Thanks for helping..
function overvieuwFunction {
while read line;
do
echo "${line}";
done < result.txt;
}
PROJECTDIR=`pwd`;
cd /;
rm $PROJECTDIR/result.txt;
tree -if -P "*.conf" $PROJECTDIR > $PROJECTDIR/result.txt;
cd $PROJECTDIR;
Thanks, but this I have already tried. This works, but is not what I am searching. I don't know how to explain it well, but I will do it by example: I use this kind of code:
function countFunction {
while read line;
do
let $1=400;
done < result.txt;
}
LVAR=0;
countFunction LVAR;
And using the pipe, like in your example, makes that "let $1=400" does not work. Beceause, it has something to do that a pipe opens a new enviroment, so by doing this, the reference to LVAR (with the $1) is gone!
I hope you can follow :-)
So I realy have to find a solution for "done < result.txt" :-)
I couldn't find a way to make bash do what you wanted without using a file in one way or another.
If you don't mind using a more traditional shell, ksh doesn't suffer from that 'pipelines in a subshell' nonsense that can be so annoying in bash.
Code:
#!/bin/ksh
function countFunction {
echo -en "line1\nline2\n" | while read line
do
let $1=400
eval echo 'in loop value of $1 is ' \$$1
done
eval echo 'in function after loop value of $1 is ' \$$1
}
LVAR=0
countFunction LVAR
echo $LVAR
By the way, passing the variable name into the function via $1 and then substituting that on the lefthand side of the assignment within the function is not a technique I've seen before and it's a little on the ugly side. It's not something I'd recommend doing if you can avoid it. It took me a good couple of minutes just to figure out what you were up to there.

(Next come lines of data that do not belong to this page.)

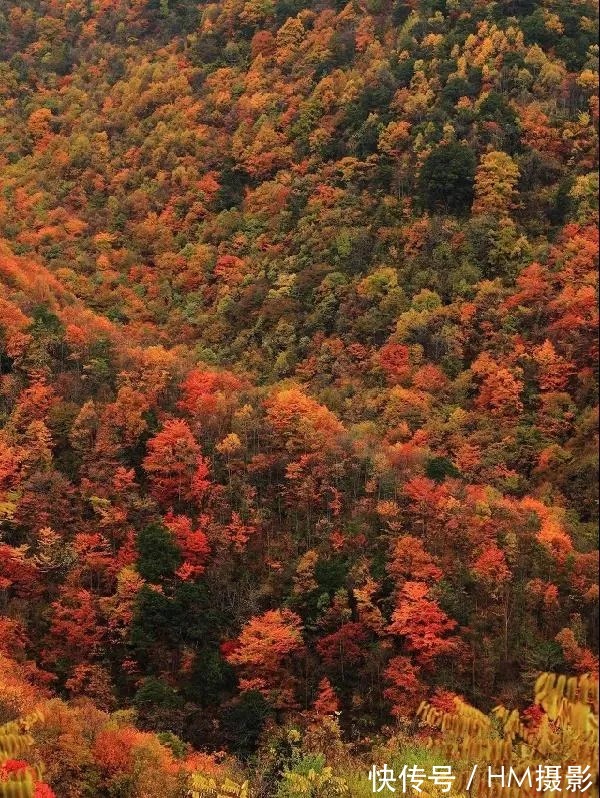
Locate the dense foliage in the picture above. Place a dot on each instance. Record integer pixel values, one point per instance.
(298, 369)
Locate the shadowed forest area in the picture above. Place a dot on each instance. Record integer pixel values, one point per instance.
(298, 392)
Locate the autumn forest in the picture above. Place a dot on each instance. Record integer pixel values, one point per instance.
(298, 393)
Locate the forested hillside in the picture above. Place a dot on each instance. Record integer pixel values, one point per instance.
(298, 379)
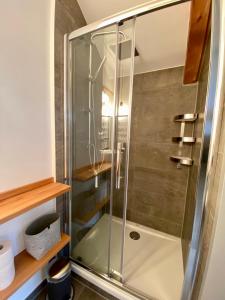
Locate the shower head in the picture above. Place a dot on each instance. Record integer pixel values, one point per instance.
(93, 78)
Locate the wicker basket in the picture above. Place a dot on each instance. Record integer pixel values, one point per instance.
(42, 234)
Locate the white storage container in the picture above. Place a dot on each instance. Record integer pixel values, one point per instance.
(42, 234)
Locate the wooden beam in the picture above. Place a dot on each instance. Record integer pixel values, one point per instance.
(198, 28)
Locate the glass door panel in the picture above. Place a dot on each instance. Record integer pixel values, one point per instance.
(102, 73)
(93, 81)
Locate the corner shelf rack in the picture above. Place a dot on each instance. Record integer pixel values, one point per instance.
(185, 161)
(189, 118)
(186, 117)
(19, 200)
(184, 139)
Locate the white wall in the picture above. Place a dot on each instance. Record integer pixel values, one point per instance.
(26, 108)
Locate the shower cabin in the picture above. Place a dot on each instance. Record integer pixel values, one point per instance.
(134, 140)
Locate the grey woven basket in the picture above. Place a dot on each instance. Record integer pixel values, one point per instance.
(42, 234)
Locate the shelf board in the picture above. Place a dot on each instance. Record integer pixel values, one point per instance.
(184, 139)
(185, 161)
(87, 172)
(26, 266)
(81, 218)
(186, 117)
(22, 199)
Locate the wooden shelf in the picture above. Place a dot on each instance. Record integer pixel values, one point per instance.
(82, 218)
(22, 199)
(199, 26)
(87, 172)
(26, 266)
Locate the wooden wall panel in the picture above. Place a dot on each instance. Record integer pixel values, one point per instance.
(198, 28)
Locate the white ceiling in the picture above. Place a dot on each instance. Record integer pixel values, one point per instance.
(161, 37)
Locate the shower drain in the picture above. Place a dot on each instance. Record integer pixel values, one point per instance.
(134, 235)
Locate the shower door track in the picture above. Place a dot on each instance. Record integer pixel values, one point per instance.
(214, 97)
(111, 281)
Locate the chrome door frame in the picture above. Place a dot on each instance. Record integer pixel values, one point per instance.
(208, 149)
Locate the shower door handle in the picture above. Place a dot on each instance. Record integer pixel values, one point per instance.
(119, 157)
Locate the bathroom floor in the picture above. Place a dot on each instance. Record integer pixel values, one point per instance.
(82, 292)
(152, 264)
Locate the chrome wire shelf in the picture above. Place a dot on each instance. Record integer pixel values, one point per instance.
(184, 139)
(185, 161)
(186, 118)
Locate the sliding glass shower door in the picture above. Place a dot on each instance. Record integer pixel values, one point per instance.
(99, 113)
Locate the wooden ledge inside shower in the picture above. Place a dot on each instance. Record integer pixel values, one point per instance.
(19, 200)
(85, 173)
(26, 266)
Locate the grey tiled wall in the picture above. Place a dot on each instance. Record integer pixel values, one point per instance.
(157, 188)
(68, 17)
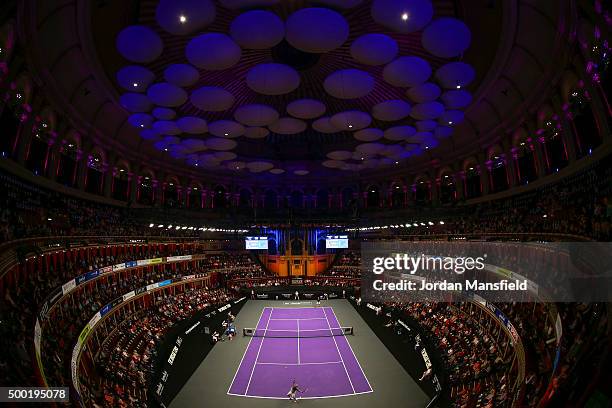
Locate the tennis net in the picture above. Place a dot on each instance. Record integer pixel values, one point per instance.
(306, 333)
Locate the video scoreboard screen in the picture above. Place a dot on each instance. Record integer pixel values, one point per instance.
(256, 242)
(336, 241)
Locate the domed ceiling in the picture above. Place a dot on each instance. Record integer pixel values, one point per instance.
(327, 88)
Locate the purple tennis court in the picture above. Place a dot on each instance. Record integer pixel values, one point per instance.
(290, 347)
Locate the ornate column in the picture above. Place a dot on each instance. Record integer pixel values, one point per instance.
(460, 185)
(109, 180)
(485, 177)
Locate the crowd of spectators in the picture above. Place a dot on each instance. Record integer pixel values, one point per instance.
(472, 357)
(346, 265)
(127, 358)
(580, 204)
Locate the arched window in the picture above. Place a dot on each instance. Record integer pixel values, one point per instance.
(397, 196)
(448, 191)
(94, 178)
(67, 164)
(421, 193)
(270, 199)
(145, 190)
(9, 125)
(473, 186)
(555, 146)
(583, 122)
(373, 197)
(121, 184)
(219, 199)
(296, 199)
(244, 200)
(322, 199)
(38, 148)
(171, 195)
(195, 197)
(525, 160)
(347, 197)
(499, 175)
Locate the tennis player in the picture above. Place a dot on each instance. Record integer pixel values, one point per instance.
(292, 394)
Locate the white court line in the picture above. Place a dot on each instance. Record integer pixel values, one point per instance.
(258, 350)
(325, 362)
(244, 354)
(291, 331)
(285, 398)
(354, 355)
(340, 354)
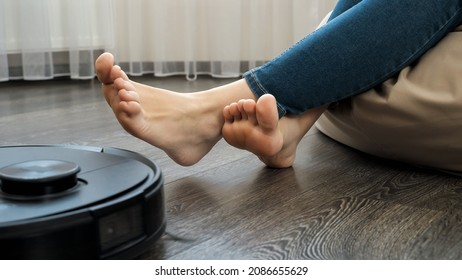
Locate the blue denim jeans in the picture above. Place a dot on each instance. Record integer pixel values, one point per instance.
(364, 43)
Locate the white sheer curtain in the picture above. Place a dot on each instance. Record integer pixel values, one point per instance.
(42, 39)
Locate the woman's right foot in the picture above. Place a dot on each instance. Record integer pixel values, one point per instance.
(180, 124)
(254, 126)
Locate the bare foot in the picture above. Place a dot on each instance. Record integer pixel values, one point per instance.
(254, 126)
(185, 126)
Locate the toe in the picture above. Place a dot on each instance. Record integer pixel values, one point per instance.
(103, 66)
(266, 112)
(120, 83)
(128, 95)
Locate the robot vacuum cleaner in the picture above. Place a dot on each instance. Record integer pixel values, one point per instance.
(73, 202)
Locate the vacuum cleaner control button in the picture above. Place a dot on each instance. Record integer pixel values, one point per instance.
(38, 177)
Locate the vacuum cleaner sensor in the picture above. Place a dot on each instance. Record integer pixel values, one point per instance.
(74, 202)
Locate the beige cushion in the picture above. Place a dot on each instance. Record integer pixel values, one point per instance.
(415, 117)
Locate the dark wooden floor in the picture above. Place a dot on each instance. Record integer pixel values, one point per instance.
(335, 203)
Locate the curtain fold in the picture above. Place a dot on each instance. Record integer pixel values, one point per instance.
(43, 39)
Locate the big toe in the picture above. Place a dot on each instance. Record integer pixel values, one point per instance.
(267, 112)
(103, 66)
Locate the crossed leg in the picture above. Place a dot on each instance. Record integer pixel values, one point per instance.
(187, 126)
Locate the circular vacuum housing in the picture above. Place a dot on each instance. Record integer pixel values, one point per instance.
(73, 202)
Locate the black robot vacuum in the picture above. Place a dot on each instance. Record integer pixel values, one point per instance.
(73, 202)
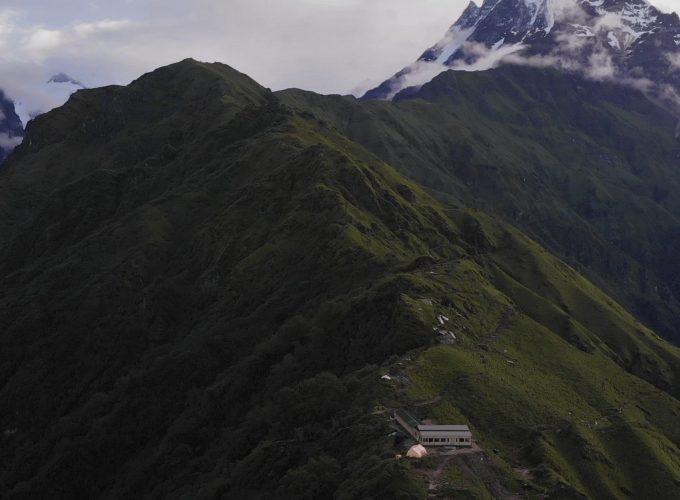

I got the point. In bash an alternative is process substitution. It does not open a subshell as the pipe does and let you to use the output of a process (or multiple processes) as input to another process. For example:
Code:
while read line
do
echo "${line}"
done < <(tree -if -P "*.conf" $PROJECTDIR)
In this way every variable assigned within the while loop is kept outside.
while read line
do
echo "${line}"
done < <(tree -if -P "*.conf" $PROJECTDIR)
D'oh! I looked at process substitution, but as it substitutes to a filename I couldn't see how to use it on a while/done. It never occurred to me that it could be used with a redirection operator. (Well, it was about 1am in the morning!... Er, yeah, that excuse might fly! )
Nice one colucix, you've taught me something again.